As some of the corpora contain multiple of these entity types, they appear in the output multiple times.

Requirements

The scripts run on python3 and require version 3.5 or newer. Install python requirements with pip install -r requirments.txt.

For syntactic analysis the scripts depend on Apache OpenNLP. Please download and install it following the instructions at https://opennlp.apache.org/. Please download the following models and put them in a models/ subdirectory of your OpenNLP installation.

en-pos-maxent.bin
en-sent.bin
en-token.bin

Usage

To obtain the corpora run:

python3 download_files.py

Please ensure, that the process finishes without any errors.

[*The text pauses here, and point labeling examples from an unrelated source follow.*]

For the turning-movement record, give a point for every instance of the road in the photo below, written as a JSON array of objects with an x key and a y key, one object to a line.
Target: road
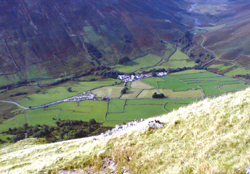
[{"x": 15, "y": 103}]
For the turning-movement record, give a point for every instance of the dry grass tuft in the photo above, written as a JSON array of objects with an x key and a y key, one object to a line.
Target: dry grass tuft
[{"x": 211, "y": 136}]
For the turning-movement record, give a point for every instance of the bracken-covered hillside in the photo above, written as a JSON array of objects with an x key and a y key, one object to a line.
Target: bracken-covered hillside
[
  {"x": 46, "y": 39},
  {"x": 211, "y": 136}
]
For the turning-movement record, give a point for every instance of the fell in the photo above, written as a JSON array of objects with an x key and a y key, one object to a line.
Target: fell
[{"x": 211, "y": 136}]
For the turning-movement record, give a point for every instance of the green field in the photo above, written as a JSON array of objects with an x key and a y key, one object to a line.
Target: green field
[
  {"x": 221, "y": 67},
  {"x": 147, "y": 93},
  {"x": 192, "y": 71},
  {"x": 234, "y": 87},
  {"x": 173, "y": 106},
  {"x": 176, "y": 85},
  {"x": 237, "y": 71},
  {"x": 60, "y": 92},
  {"x": 159, "y": 101},
  {"x": 145, "y": 108},
  {"x": 133, "y": 112},
  {"x": 134, "y": 65},
  {"x": 181, "y": 88},
  {"x": 140, "y": 84},
  {"x": 131, "y": 94},
  {"x": 87, "y": 110},
  {"x": 196, "y": 76},
  {"x": 152, "y": 81},
  {"x": 182, "y": 94},
  {"x": 177, "y": 64},
  {"x": 110, "y": 91},
  {"x": 116, "y": 105},
  {"x": 178, "y": 55},
  {"x": 212, "y": 90}
]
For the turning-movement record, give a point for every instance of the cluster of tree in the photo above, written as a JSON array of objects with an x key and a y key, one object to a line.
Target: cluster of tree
[
  {"x": 185, "y": 40},
  {"x": 18, "y": 94},
  {"x": 124, "y": 90},
  {"x": 17, "y": 85},
  {"x": 201, "y": 57},
  {"x": 59, "y": 81},
  {"x": 246, "y": 76},
  {"x": 124, "y": 60},
  {"x": 64, "y": 129},
  {"x": 128, "y": 38},
  {"x": 93, "y": 51},
  {"x": 154, "y": 70},
  {"x": 155, "y": 95}
]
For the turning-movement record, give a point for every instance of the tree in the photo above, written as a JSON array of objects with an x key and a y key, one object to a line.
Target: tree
[
  {"x": 124, "y": 90},
  {"x": 155, "y": 95},
  {"x": 124, "y": 60},
  {"x": 69, "y": 89},
  {"x": 197, "y": 60},
  {"x": 92, "y": 121}
]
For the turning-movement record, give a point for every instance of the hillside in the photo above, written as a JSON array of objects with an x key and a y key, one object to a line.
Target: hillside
[
  {"x": 53, "y": 39},
  {"x": 211, "y": 136}
]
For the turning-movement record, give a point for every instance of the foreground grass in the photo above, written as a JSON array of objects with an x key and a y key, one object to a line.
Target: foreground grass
[{"x": 211, "y": 136}]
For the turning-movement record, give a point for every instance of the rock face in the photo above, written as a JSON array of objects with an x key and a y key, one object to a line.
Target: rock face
[{"x": 46, "y": 39}]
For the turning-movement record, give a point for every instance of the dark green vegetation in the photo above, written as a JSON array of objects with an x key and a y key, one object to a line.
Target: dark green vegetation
[
  {"x": 65, "y": 48},
  {"x": 64, "y": 130},
  {"x": 135, "y": 102}
]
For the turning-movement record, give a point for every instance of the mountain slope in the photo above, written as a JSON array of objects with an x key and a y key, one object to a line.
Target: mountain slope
[
  {"x": 47, "y": 39},
  {"x": 211, "y": 136}
]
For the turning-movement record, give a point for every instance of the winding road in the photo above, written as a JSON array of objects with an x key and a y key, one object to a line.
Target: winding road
[{"x": 15, "y": 103}]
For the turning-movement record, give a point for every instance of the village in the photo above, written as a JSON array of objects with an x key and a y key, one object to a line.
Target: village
[
  {"x": 88, "y": 95},
  {"x": 130, "y": 78}
]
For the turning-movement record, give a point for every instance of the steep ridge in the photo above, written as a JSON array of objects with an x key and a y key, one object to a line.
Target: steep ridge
[
  {"x": 211, "y": 136},
  {"x": 231, "y": 41}
]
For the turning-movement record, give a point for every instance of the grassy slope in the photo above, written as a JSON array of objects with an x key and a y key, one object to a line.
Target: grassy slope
[{"x": 211, "y": 136}]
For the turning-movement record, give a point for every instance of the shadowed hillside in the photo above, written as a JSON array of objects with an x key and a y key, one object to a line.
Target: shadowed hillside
[
  {"x": 46, "y": 39},
  {"x": 207, "y": 137}
]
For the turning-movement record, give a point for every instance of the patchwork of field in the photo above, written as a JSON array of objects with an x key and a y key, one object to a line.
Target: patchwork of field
[
  {"x": 145, "y": 108},
  {"x": 110, "y": 91},
  {"x": 178, "y": 55},
  {"x": 180, "y": 89},
  {"x": 143, "y": 62},
  {"x": 237, "y": 71},
  {"x": 61, "y": 92},
  {"x": 85, "y": 111}
]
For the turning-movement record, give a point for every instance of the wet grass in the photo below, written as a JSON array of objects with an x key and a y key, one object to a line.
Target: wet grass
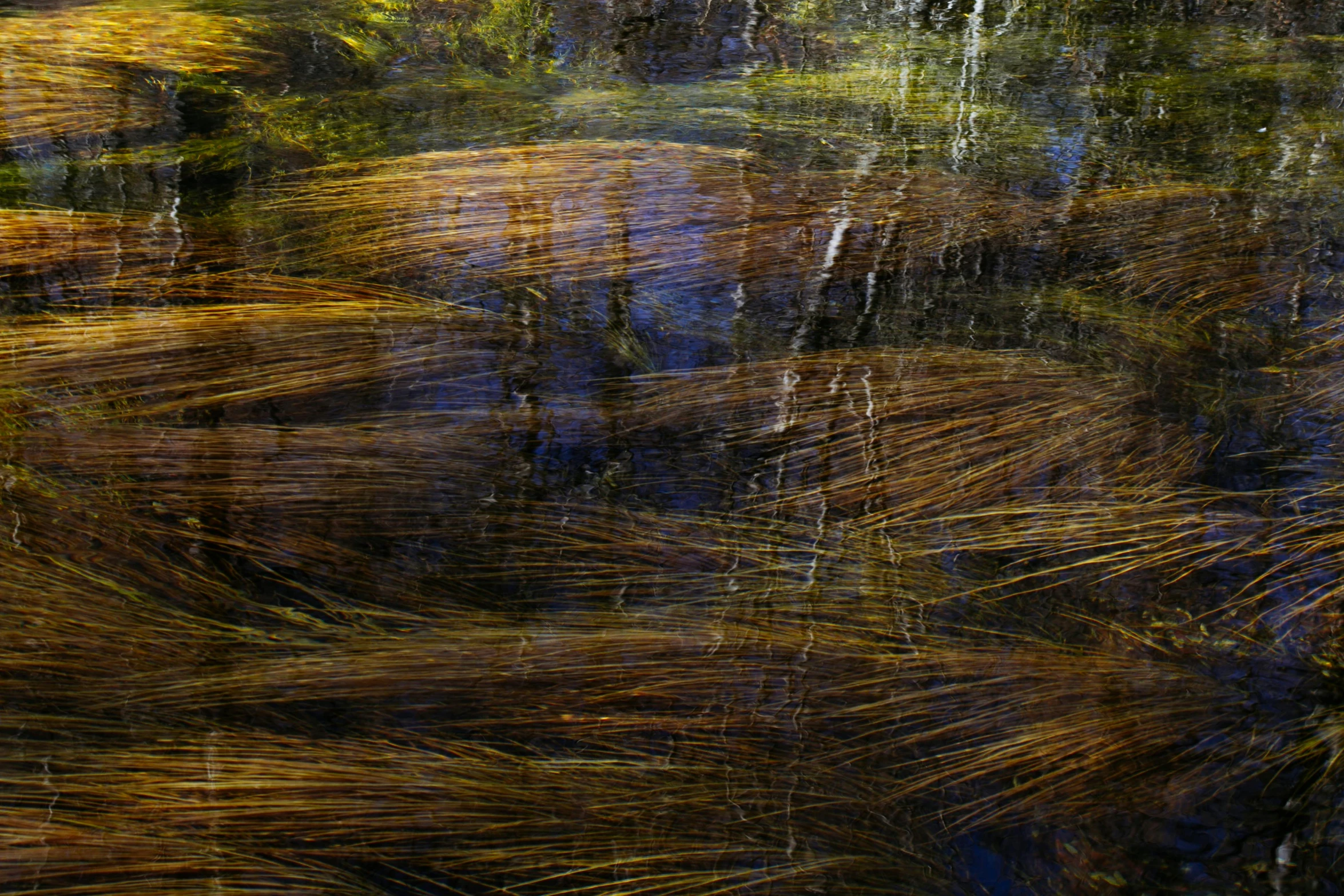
[{"x": 857, "y": 485}]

You'll be instructed to download the CDR corpus manually, as it is password protected.

To convert and split the corpora please run:

OPENNLP=path/to/opennlp ./convert_corpora.sh

Please be aware that this will take a couple of days, as the syntactic analysis of hugh corpora are computationally expensive.

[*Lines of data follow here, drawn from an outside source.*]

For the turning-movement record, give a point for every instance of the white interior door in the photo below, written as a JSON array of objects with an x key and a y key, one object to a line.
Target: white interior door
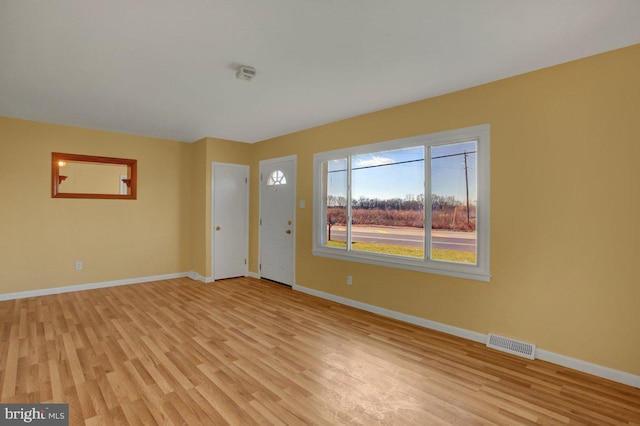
[
  {"x": 230, "y": 220},
  {"x": 277, "y": 219}
]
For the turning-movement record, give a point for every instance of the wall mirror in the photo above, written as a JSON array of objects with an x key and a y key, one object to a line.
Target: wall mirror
[{"x": 88, "y": 176}]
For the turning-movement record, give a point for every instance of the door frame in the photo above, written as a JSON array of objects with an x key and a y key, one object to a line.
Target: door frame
[
  {"x": 213, "y": 214},
  {"x": 263, "y": 163}
]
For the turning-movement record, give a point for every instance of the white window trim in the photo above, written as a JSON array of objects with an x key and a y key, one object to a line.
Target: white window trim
[{"x": 479, "y": 271}]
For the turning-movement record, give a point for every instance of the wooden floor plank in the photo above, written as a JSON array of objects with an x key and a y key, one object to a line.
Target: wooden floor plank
[{"x": 247, "y": 351}]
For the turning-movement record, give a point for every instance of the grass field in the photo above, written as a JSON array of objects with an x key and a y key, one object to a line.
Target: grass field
[{"x": 418, "y": 252}]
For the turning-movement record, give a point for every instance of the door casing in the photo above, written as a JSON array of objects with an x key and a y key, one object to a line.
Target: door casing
[{"x": 264, "y": 164}]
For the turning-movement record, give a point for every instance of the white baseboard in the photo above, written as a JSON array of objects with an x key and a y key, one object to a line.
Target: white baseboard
[
  {"x": 67, "y": 289},
  {"x": 565, "y": 361},
  {"x": 197, "y": 277}
]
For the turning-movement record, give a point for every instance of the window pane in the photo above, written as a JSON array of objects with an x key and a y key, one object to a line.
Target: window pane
[
  {"x": 335, "y": 178},
  {"x": 453, "y": 202},
  {"x": 387, "y": 202}
]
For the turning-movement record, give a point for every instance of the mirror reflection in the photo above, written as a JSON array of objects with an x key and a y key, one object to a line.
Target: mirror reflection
[{"x": 81, "y": 176}]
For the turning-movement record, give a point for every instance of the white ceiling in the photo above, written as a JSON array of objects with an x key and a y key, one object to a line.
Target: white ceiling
[{"x": 166, "y": 68}]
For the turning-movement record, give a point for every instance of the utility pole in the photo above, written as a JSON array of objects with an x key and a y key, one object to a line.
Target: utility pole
[{"x": 466, "y": 178}]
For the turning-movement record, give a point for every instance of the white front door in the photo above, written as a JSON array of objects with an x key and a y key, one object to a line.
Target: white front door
[
  {"x": 230, "y": 220},
  {"x": 277, "y": 219}
]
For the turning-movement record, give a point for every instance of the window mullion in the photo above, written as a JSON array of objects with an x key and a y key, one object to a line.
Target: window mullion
[
  {"x": 349, "y": 220},
  {"x": 428, "y": 201}
]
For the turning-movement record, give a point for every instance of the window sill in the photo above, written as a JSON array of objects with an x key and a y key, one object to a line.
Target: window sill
[{"x": 431, "y": 267}]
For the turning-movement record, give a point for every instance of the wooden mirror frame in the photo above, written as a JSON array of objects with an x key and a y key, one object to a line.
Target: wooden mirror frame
[{"x": 57, "y": 178}]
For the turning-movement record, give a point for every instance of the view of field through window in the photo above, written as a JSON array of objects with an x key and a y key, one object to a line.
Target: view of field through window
[{"x": 388, "y": 202}]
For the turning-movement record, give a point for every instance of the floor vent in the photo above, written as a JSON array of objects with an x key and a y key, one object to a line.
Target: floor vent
[{"x": 515, "y": 347}]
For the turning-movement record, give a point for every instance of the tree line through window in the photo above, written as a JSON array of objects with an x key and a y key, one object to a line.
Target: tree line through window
[{"x": 375, "y": 202}]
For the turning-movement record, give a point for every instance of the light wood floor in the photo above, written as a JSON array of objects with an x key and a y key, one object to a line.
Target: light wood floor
[{"x": 245, "y": 351}]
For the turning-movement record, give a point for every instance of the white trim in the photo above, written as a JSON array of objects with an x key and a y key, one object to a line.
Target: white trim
[
  {"x": 433, "y": 325},
  {"x": 262, "y": 164},
  {"x": 92, "y": 286},
  {"x": 544, "y": 355},
  {"x": 246, "y": 169},
  {"x": 589, "y": 368},
  {"x": 480, "y": 271}
]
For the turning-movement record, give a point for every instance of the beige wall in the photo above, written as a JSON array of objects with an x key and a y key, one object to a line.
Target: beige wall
[
  {"x": 564, "y": 197},
  {"x": 206, "y": 151},
  {"x": 564, "y": 161},
  {"x": 42, "y": 237}
]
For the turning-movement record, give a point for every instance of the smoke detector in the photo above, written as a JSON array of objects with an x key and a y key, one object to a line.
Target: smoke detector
[{"x": 245, "y": 72}]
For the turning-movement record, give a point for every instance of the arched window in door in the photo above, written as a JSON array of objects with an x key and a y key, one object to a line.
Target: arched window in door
[{"x": 277, "y": 177}]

If you are an experienced unix user and have a multi-core machine with at least 32GB of memory available, you can also use:

OPENNLP=path/to/opennlp ./convert_corpora_parallel.sh

This will run all conversions in parallel, reducing the runtime to less than a day. Please be aware that due to concurrency issues, some conversion tasks may fail. Those have to be restarted manually, together with the downstream processing.